Antivirus scanning order
The antivirus scanning function includes various modules and engines that perform separate tasks.
Proxy-based antivirus scanning order
The following figure illustrates the antivirus scanning order when using proxy-based scanning. The first check for oversized files/email is to determine whether the file exceeds the configured size threshold. The uncompsizelimit
check is to determine if the file can be buffered for file type and antivirus scanning. If the file is too large for the buffer, it is allowed to pass without being scanned. For more information, see the config antivirus service
command. The antivirus scan includes scanning for viruses, as well as for grayware and heuristics if they are enabled.
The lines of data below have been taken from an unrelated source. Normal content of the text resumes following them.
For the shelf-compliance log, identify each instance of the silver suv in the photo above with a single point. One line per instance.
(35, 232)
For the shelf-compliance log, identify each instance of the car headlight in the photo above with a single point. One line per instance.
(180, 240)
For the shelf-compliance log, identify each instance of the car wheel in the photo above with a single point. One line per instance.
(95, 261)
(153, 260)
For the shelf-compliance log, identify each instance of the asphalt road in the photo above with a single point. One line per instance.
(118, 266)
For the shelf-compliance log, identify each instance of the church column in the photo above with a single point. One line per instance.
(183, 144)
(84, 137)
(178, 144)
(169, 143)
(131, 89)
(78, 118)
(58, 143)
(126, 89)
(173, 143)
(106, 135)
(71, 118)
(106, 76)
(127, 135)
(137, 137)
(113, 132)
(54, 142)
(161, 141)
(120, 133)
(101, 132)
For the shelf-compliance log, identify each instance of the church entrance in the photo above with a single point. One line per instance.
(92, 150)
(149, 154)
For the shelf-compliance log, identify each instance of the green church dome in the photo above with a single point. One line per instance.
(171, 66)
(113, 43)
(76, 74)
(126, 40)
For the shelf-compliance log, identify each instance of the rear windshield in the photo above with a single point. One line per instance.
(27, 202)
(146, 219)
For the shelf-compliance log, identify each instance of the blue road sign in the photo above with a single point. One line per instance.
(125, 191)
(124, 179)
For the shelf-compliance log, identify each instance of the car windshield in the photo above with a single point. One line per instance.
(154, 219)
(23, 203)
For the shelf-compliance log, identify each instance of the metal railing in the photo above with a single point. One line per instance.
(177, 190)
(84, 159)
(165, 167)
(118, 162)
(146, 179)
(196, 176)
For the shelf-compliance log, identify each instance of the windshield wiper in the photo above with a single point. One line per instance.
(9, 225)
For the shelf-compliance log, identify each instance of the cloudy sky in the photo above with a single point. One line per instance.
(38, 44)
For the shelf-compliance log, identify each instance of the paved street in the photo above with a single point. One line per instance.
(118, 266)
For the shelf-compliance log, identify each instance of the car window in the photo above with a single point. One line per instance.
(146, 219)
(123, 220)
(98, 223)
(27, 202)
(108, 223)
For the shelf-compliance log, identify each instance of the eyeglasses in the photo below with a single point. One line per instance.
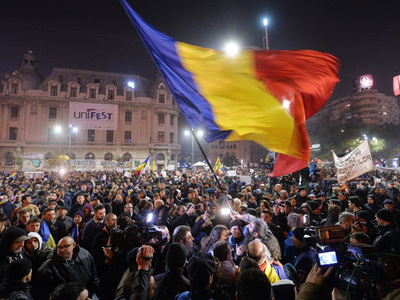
(63, 247)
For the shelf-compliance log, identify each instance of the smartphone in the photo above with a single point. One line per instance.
(149, 217)
(327, 259)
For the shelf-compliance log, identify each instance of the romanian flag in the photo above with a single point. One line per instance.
(46, 235)
(153, 169)
(263, 96)
(140, 168)
(218, 166)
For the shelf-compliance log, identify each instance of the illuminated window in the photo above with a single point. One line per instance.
(53, 113)
(14, 112)
(14, 88)
(160, 119)
(128, 136)
(13, 133)
(110, 136)
(53, 90)
(91, 135)
(128, 117)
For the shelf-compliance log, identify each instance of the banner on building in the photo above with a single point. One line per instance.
(92, 163)
(93, 116)
(354, 164)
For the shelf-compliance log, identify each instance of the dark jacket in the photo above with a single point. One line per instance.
(388, 239)
(57, 270)
(15, 290)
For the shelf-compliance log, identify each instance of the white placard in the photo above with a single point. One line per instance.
(93, 116)
(231, 173)
(354, 164)
(246, 179)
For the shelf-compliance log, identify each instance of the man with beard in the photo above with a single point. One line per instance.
(236, 241)
(103, 257)
(57, 227)
(93, 227)
(11, 245)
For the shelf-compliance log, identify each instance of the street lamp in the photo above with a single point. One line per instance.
(187, 133)
(71, 130)
(266, 33)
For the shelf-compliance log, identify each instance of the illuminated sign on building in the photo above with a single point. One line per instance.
(363, 82)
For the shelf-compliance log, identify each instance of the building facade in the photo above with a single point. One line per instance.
(369, 106)
(32, 108)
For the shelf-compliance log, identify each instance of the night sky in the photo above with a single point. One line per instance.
(97, 35)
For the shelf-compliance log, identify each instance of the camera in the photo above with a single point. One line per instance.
(359, 277)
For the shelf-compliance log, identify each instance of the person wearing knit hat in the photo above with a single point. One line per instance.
(11, 245)
(305, 256)
(173, 282)
(15, 285)
(201, 270)
(388, 239)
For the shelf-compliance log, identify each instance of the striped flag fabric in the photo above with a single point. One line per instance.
(263, 96)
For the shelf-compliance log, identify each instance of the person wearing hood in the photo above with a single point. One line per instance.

File filtering includes file pattern and file type scans which are applied at different stages in the antivirus process. |
Antivirus scanning order when using the normal, extended, or extreme database
If a file fails any of the tasks of the antivirus scan, no further scans are performed. For example, if the file fakefile.EXE
is recognized as a blocked file pattern, the FortiGate unit will send the end user a replacement message, and delete or quarantine the file. The unit will not perform virus scan, grayware, heuristics, and file type scans because the previous checks have already determined that the file is a threat and have dealt with it.
Flow-based antivirus scanning order
The following figure illustrates the antivirus scanning order when using flow-based scanning (i.e. the flow-based database). The antivirus scan takes place before any other antivirus-related scan. If file filter is not enabled, the file is not buffered. The antivirus scan includes scanning for viruses, as well as for grayware and heuristics if they are enabled.